5.3 As such, the 'no vacancy' rule makes it difficult for shareholders to address concerns that a board is functioning in a 'closed shop' fashion, does not have sufficient independence from management, or fails to nominate and recruit new members with the right characteristics to ensure board decisions are made in the best interests of the company. For this reason, the 'no vacancy' rule has been identified as inhibiting appropriate shareholder oversight of company boards.
Summary of new law
5.4 A company will be required to obtain the approval of its shareholders for a declaration that there are no vacant board positions in the case where the number of board positions filled is less than the maximum number specified in the company's constitution. If agreed, the declaration lasts until the following AGM. This requirement will apply to public companies.
5.5 Any appointment of a director made while the declaration is in place must be confirmed by a resolution of members at the following AGM, or the appointment lapses at the conclusion of that AGM.
Comparison of key features of new law and current law
|New law||Current law|
|Public companies will be required to obtain the approval of shareholders for a declaration that there are no vacant board positions, should the number of board positions filled be less than the maximum number specified in the company's constitution.||There is no current law equivalent to this provision. Public companies are able to declare that there are no vacant board positions without the approval of shareholders.|
Detailed explanation of new law
5.6 Companies will be required to obtain the approval of their shareholders in order to declare at a general meeting (either an AGM or an extraordinary general meeting) that there are no vacant board positions, in the case where the number of positions filled on the board is less than the maximum allowable under the company's constitution. The need for shareholder approval applies regardless of whether the board limit is the subject of a new resolution or the decreasing of a lower maximum. If agreed, the declaration will be in force until the following AGM. [Schedule 1, item 30, section 201P]

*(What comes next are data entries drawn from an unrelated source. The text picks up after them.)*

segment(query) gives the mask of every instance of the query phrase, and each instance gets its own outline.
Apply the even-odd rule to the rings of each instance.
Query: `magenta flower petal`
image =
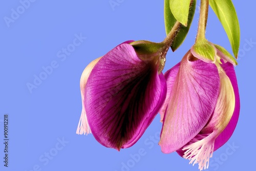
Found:
[[[224,62],[223,62],[224,63]],[[221,65],[226,72],[226,74],[229,78],[234,93],[235,106],[234,110],[231,119],[224,130],[215,140],[214,151],[224,145],[230,138],[237,126],[240,111],[240,100],[238,90],[237,76],[232,64],[227,62]]]
[[[101,144],[120,150],[142,135],[166,97],[165,79],[158,66],[140,59],[126,44],[95,66],[86,85],[85,108],[92,133]]]
[[[176,151],[195,137],[215,107],[220,87],[217,68],[189,60],[193,58],[189,51],[182,59],[171,92],[159,142],[164,153]]]
[[[173,90],[173,85],[179,71],[179,69],[180,68],[180,62],[178,63],[175,66],[172,68],[164,73],[164,77],[166,80],[166,82],[168,82],[168,84],[167,84],[166,98],[165,98],[165,101],[164,101],[164,103],[159,112],[160,114],[160,121],[161,122],[163,122],[164,113],[165,113],[167,106],[170,100],[170,93]]]

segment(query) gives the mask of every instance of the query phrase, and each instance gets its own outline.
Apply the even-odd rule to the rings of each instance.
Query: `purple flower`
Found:
[[[131,146],[141,137],[167,91],[164,76],[158,71],[159,55],[139,55],[130,42],[90,63],[80,83],[83,110],[77,133],[91,131],[102,145],[118,150]]]
[[[189,163],[198,163],[200,170],[229,139],[239,115],[236,62],[215,46],[213,63],[195,57],[192,48],[164,74],[167,93],[159,145],[164,153],[177,151]]]

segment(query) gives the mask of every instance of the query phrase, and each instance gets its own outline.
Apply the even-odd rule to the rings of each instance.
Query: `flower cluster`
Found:
[[[164,74],[167,52],[175,49],[176,36],[183,36],[178,22],[161,43],[127,41],[92,61],[81,77],[77,134],[92,133],[120,151],[134,145],[160,113],[162,152],[177,152],[200,170],[207,168],[214,152],[233,134],[240,107],[236,59],[205,38],[208,6],[201,1],[195,45]]]

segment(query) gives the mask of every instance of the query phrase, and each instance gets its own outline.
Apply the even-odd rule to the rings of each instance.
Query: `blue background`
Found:
[[[109,1],[38,0],[31,2],[29,6],[27,4],[24,10],[18,0],[2,2],[0,169],[198,170],[197,164],[193,167],[176,153],[166,155],[161,152],[157,144],[161,127],[159,115],[136,144],[120,152],[101,145],[92,135],[76,134],[81,110],[79,80],[86,66],[125,40],[159,42],[165,36],[163,1],[114,1],[119,5],[112,8]],[[233,2],[241,33],[239,66],[236,67],[241,96],[240,117],[228,142],[214,153],[209,170],[252,170],[254,168],[256,92],[253,56],[256,45],[248,42],[256,42],[253,27],[256,2]],[[19,10],[20,14],[8,27],[5,18],[11,18],[12,9]],[[198,9],[184,44],[175,53],[168,52],[164,71],[178,62],[194,44],[198,18]],[[65,58],[62,49],[72,47],[76,35],[86,39]],[[232,52],[225,31],[211,9],[206,37]],[[62,57],[59,58],[60,55]],[[35,75],[42,74],[42,67],[52,62],[55,63],[55,68],[30,92],[27,83],[33,84]],[[9,115],[9,119],[8,168],[3,162],[5,114]],[[136,155],[142,151],[139,157]],[[137,158],[133,159],[132,156]]]

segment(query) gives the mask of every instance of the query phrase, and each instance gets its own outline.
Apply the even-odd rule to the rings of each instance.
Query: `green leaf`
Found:
[[[238,65],[237,60],[224,48],[216,44],[215,44],[214,46],[221,52],[219,54],[217,52],[217,55],[221,58],[228,61],[234,66]]]
[[[170,47],[173,51],[177,50],[183,42],[188,32],[192,20],[193,20],[197,1],[191,1],[189,11],[188,13],[188,18],[187,22],[187,26],[185,27],[181,25],[180,30],[175,37]],[[172,30],[172,28],[177,22],[176,19],[174,16],[169,8],[169,0],[165,0],[164,1],[164,24],[165,25],[165,31],[167,35]]]
[[[169,3],[170,11],[175,18],[187,26],[190,0],[169,0]]]
[[[164,45],[162,43],[156,43],[147,40],[135,41],[130,44],[133,47],[136,53],[140,54],[157,53]]]
[[[209,4],[222,24],[234,55],[237,58],[240,44],[240,28],[231,0],[210,0]]]
[[[191,48],[193,55],[207,63],[214,63],[217,54],[214,45],[206,39],[197,42]]]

5.7 Notice of intention to obtain shareholder approval to declare that there are no vacant board positions must be lodged with ASIC and notified to shareholders as part of the notice convening the meeting, along with an explanatory statement. The notice must specify the board limit that is being agreed upon. The explanatory statement must set out the view of the board on the proposed resolution and information to assist shareholders to determine whether the proposed resolution is in the company's interest. [Schedule 1, item 30, section 201S, paragraph 201P(1)(c), section 201Q]

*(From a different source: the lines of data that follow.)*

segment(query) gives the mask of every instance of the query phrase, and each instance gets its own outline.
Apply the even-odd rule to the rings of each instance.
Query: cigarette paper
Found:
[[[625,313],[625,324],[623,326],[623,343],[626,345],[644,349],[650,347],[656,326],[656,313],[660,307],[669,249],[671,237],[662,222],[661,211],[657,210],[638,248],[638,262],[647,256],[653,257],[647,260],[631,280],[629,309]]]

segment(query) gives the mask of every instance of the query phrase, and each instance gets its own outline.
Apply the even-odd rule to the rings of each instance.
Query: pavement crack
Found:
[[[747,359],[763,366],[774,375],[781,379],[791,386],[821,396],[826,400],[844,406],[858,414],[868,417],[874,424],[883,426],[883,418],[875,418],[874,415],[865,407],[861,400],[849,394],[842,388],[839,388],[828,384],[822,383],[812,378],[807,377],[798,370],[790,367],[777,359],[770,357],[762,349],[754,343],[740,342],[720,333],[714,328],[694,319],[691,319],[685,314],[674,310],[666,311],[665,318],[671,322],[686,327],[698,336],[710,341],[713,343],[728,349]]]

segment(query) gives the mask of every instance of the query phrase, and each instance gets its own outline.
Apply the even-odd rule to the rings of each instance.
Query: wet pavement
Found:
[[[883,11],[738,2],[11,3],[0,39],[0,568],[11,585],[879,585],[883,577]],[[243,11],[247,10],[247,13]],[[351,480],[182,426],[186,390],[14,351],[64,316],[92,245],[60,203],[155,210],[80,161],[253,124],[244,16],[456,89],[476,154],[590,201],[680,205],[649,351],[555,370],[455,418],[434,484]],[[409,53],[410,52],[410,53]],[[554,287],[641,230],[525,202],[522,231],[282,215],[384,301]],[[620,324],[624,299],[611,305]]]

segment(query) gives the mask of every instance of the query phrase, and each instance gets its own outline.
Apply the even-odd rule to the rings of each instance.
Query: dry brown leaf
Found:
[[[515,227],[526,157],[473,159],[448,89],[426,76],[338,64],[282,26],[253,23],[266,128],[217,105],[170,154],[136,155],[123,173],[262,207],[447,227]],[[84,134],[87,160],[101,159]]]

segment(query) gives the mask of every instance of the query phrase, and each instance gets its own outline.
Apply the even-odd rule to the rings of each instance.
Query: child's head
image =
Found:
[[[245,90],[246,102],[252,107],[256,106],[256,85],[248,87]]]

5.8 If a 'no vacancy' resolution is not passed, a non-board endorsed candidate will have the ability to stand for election for a vacant board position. If shareholders agree to a 'no vacancy' resolution, a non-board endorsed candidate will still be able to stand for election if there is an election for directors, whether this be where an incumbent director is up for re-election or retires, or where the shareholders remove a director.

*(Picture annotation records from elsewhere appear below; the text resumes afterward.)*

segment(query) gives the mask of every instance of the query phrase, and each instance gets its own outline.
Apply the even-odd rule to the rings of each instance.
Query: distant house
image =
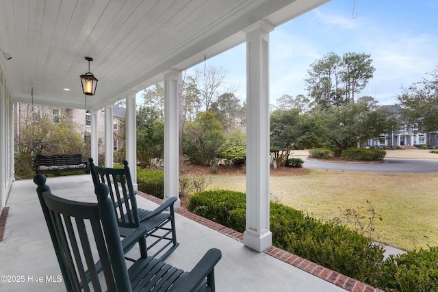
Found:
[[[391,116],[401,123],[398,131],[383,133],[379,137],[368,140],[368,146],[378,148],[395,148],[400,146],[421,147],[424,145],[434,147],[438,145],[438,133],[422,133],[418,131],[418,125],[406,122],[398,105],[382,105],[382,109],[389,111]]]
[[[65,109],[44,105],[32,105],[25,103],[14,105],[15,116],[15,133],[20,135],[21,128],[38,121],[43,116],[50,117],[54,124],[57,124],[61,118],[69,118],[75,122],[76,131],[79,133],[86,141],[91,133],[91,111],[85,109]],[[113,105],[114,147],[118,150],[123,146],[125,140],[121,129],[126,109]],[[105,112],[103,109],[97,113],[97,137],[99,153],[105,152]]]

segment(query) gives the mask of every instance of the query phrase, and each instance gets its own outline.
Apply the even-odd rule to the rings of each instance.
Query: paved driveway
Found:
[[[361,163],[329,162],[309,159],[306,157],[299,158],[305,161],[302,166],[310,169],[370,172],[438,173],[438,159],[385,158],[383,163]]]

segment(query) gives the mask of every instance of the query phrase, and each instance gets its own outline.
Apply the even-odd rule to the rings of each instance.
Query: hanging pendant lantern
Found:
[[[82,91],[85,95],[94,95],[96,94],[96,87],[97,86],[97,79],[90,71],[90,62],[92,61],[93,58],[86,57],[85,59],[88,61],[88,72],[81,75]]]

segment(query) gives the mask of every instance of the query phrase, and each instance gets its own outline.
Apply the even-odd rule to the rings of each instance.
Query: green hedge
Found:
[[[383,263],[376,286],[387,291],[438,291],[438,248],[391,256]]]
[[[243,233],[244,193],[214,190],[190,197],[188,209]],[[379,245],[346,226],[271,202],[273,245],[387,291],[438,291],[438,248],[383,260]]]
[[[159,170],[137,168],[138,190],[162,199],[164,194],[164,173]]]
[[[246,201],[245,194],[242,192],[210,190],[191,196],[187,209],[243,233],[245,230]]]
[[[190,197],[188,209],[243,233],[244,193],[214,190]],[[365,280],[383,258],[383,250],[347,228],[326,223],[278,202],[270,203],[273,245],[359,280]]]
[[[285,166],[287,168],[300,168],[302,167],[304,161],[300,158],[289,158],[285,162]]]
[[[309,151],[310,158],[317,158],[318,159],[328,159],[333,157],[333,152],[328,148],[317,148]]]
[[[386,151],[378,149],[352,148],[344,150],[341,156],[346,160],[379,161],[383,160]]]

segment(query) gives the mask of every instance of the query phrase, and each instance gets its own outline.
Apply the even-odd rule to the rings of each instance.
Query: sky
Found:
[[[270,98],[307,95],[309,65],[329,52],[371,55],[376,70],[359,96],[397,103],[402,87],[438,66],[438,1],[332,0],[270,34]],[[353,18],[352,16],[355,16]],[[225,82],[246,98],[246,44],[198,65],[222,67]]]

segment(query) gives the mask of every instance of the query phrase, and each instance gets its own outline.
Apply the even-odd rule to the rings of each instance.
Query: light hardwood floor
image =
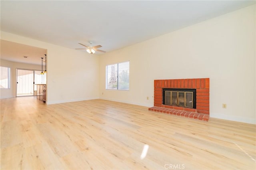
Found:
[[[0,101],[2,170],[256,169],[255,125],[100,99]]]

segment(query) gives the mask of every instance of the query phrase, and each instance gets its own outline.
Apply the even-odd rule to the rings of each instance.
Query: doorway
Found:
[[[17,69],[16,96],[34,95],[34,71]]]

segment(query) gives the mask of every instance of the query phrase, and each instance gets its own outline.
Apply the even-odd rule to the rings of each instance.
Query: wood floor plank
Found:
[[[256,169],[254,125],[101,99],[0,100],[1,170]]]

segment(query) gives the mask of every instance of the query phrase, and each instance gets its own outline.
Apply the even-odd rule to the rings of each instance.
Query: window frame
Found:
[[[0,66],[0,69],[1,69],[1,67],[5,67],[7,68],[7,81],[8,82],[8,87],[1,88],[0,87],[0,89],[10,89],[11,88],[11,68],[8,67],[5,67]],[[0,81],[2,81],[2,80],[0,80]]]
[[[129,63],[129,67],[128,67],[128,72],[129,72],[129,85],[128,86],[128,89],[118,89],[118,75],[119,74],[119,64],[120,64],[120,63],[126,63],[126,62],[128,62]],[[110,65],[116,65],[117,67],[117,71],[116,71],[116,83],[117,83],[117,87],[116,87],[116,89],[108,89],[108,66],[110,66]],[[106,76],[105,76],[105,79],[106,79],[106,84],[105,84],[105,89],[106,90],[120,90],[120,91],[128,91],[130,90],[130,61],[123,61],[123,62],[118,62],[118,63],[116,63],[113,64],[108,64],[108,65],[106,65],[106,68],[105,68],[105,70],[106,70]]]

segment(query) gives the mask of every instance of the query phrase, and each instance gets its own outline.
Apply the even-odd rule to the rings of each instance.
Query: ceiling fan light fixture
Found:
[[[86,51],[88,52],[88,53],[90,54],[94,54],[95,53],[95,51],[93,49],[87,49]]]

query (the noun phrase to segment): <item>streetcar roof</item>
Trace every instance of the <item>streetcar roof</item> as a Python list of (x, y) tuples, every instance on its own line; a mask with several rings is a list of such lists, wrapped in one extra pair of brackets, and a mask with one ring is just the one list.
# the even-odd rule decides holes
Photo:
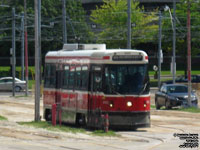
[(62, 56), (87, 56), (87, 57), (102, 57), (118, 53), (128, 53), (129, 55), (141, 54), (147, 56), (146, 52), (142, 50), (128, 50), (128, 49), (106, 49), (106, 50), (75, 50), (75, 51), (50, 51), (46, 56), (62, 57)]

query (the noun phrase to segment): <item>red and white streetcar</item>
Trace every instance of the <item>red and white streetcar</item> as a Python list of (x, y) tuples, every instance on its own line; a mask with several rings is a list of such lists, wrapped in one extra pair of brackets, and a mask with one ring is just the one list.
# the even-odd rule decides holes
[[(141, 50), (106, 49), (105, 44), (65, 44), (45, 57), (44, 118), (52, 105), (62, 122), (102, 127), (150, 126), (148, 56)], [(106, 115), (107, 116), (107, 115)]]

5.9 Following passage of a 'no vacancy' resolution, boards may fill board positions through the year, but such appointments must be confirmed by shareholders at the following AGM, or the appointment lapses at the conclusion of that AGM. [Schedule 1, item 30, subsections 201P(3) and (4)]
5.10 Where a company does not comply with the requirement that shareholder approval be sought for a 'no vacancy' declaration, but the company declares no vacancies at a general meeting, that declaration will be made void until the requisite shareholder approval is obtained, and any appointments of director made at the general meeting will be invalid. [Schedule 1, item 30, section 201U]
5.11 Where a company prevents a person from putting themselves forward as a director at a general meeting on the basis that the board has instituted a 'no vacancy' rule, but that rule has not been agreed by shareholders of the company, the person may institute Court proceedings against the company for loss or damage suffered as a consequence of not being able to be considered by the general meeting for appointment to the board. [Schedule 1, item 30, section 201U]
5.12 Where a company appoints a director in breach of the new provisions the appointment will be invalid. In addition, a company or a person who suffers loss or damage because of the setting of a board limit in contravention of the provisions may institute a proceeding in the court. [Schedule 1, item 30, subsections 201U(5) and (6)]
Application and transitional provisions
5.13 The provisions will apply in relation to the setting of board limits on or after 1 July 2011.